Here Twain shows how, if a person uses the reason they are granted with, they can come to a moral, humane conclusion as to how to act.  I feel Twain’s work is particularly important in today’s culture, as we are assaulted by fallacious rhetoric from both sides of the (supposedly) two party system we are mired in; we cannot forget that we are all human, no matter where we live: be it Pennsylvania, Tennessee, Iraq, or anywhere else.

I hold Twain to be a master storyteller because, through his writings and (perhaps more importantly) his lectures, he was able to communicate with the common person of the world.  He was hailed as “The Funniest Man in America,” but he used his, sometimes sorrowful, humor to teach and show the dangers we often are seduced into believing.

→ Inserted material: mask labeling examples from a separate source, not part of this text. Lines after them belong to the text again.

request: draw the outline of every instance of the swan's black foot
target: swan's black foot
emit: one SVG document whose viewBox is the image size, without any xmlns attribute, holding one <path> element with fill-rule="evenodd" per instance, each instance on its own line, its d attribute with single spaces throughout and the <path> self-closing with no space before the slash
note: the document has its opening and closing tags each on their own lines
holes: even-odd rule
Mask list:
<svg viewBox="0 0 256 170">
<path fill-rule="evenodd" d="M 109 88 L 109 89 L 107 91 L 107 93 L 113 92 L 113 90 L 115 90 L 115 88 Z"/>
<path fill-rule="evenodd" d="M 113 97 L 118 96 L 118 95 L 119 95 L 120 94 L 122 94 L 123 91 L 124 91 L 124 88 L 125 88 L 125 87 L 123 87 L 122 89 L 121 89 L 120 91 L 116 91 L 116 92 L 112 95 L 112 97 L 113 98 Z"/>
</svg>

Mark Twain was not only a master author and creator of tales, but he was also a man who took it upon himself to argue for humanity.  Let us not let the passion he had, a passion I sometimes feel bubbling beneath the surface of so many people, fade away.  This is not a call for you to stand upon a soap box and shout out your logical thoughts to the world (though I support that passion); instead this is a reminder that we must all be critical of any political and/or social rhetoric that is thrown our way; I hope that we all (myself included) can take the time to examine what we are told to believe, and see this coincides with a basic human respect; that we have the strength, when faced with what seems an immoral choice dictated by society, to be as Huck and say, “If that is my choice, to blindly follow what I am told or to go to hell, alright then, I’ll go to hell.”

That’s my passionate stance for the night.  I don’t intend to be preachy, but those are my thoughts for the night.  Thank you for reading.